Wednesday, November 27, 2013

The Post Season: Seventh Borough Updates

Back in July, I wrote that this blog would run a few posts for each of its 'season' and that the Summer 2013 'season' would be about summer itself.  And I got two entries in and Summer was coming to an end, Labor Day had come and gone, Columbus Day had past us, Halloween was now a distant memory, and here we are in November.  I had written an entire post for election day, and by election day, I mean the primary, which here, is early September, and scrapped it altogether.  And I was trying to write a post about Baseball, a beloved summertime game, and it was becoming an Albatross of an entry.  I couldn't get it out, I couldn't pin down how to fit the entire 100+ year history of America's past-time as it related to me personally, and with meaning and humor, into one blog post and not try to produce the "Seventh Borough's Encyclopedia of Baseball".  As we Met fans are all to familiar with the phrasing: Maybe Next Year for my Baseball summertime entry. 

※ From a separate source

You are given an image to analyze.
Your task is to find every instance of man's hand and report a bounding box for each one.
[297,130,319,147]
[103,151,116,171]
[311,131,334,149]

However, today's post, Dark Chocolate, was churned out in under three hours, as it related to a discrete and recent event, and I think 1. Reopening the blog with the word 'Chocolate' in the title is a cheap (but effective, no?) gimmick to get your attention and 2. A direct parlay into the 2013 Fall/Winter Season's theme: Life in New York.  I gave you my first hand account of visiting Red Hook, Brooklyn (in apparently what was its off season) and the changes going on there.  And by Life in New York, I'm not referring to fancy 5th Avenue shopping trips and visiting the Statue of Liberty, that's tourist junk.  I'm talking about your day-to-day life, as enhanced when eight million people squish on to a few, closely-connected islands, I'm talking about an appreciation for mass transit, even when it smells bad, I'm talking about the strategy it takes to get to work in East Midtown when the entire UN General Assembly and their entourages and their entourages' entourage have blocked all your paths to the office, I'm talking about my loyalty to my favorite coffee wagon man, even though I have a back up wagon man, and yes, a back up to my back up wagon man, just in case.  Even though I've had the privilege (the horror?) of paying $40 for a parking spot and $70 for a cocktail on occasion, I'd like to use the next season to get to the guts of the people and places and events that have made this place what it is, and its residents who we are.

And I'm playing loose with this theme of  Life in New York, generally I mean the City, but then the title of this blog puts us out of its official jurisdiction.  Things are never so black and white, are they?  I lived in the Second Borough until I was 31, my parents lived in the Second Borough, my grandparents lived in the Second Borough, my great-grandparents moved to the Second Borough after coming through Ellis Island, and I went to school where at least 75%* of the class had a relative come through Ellis Island as well, I always wonder if I made the right decision to leave the city even if I'm still only a stone's throw from it's geographic borders.  But then, the Seventh Borough has got to be filled with at least 75%* of NYC transplants as well**.  And I wonder if they feel the same way.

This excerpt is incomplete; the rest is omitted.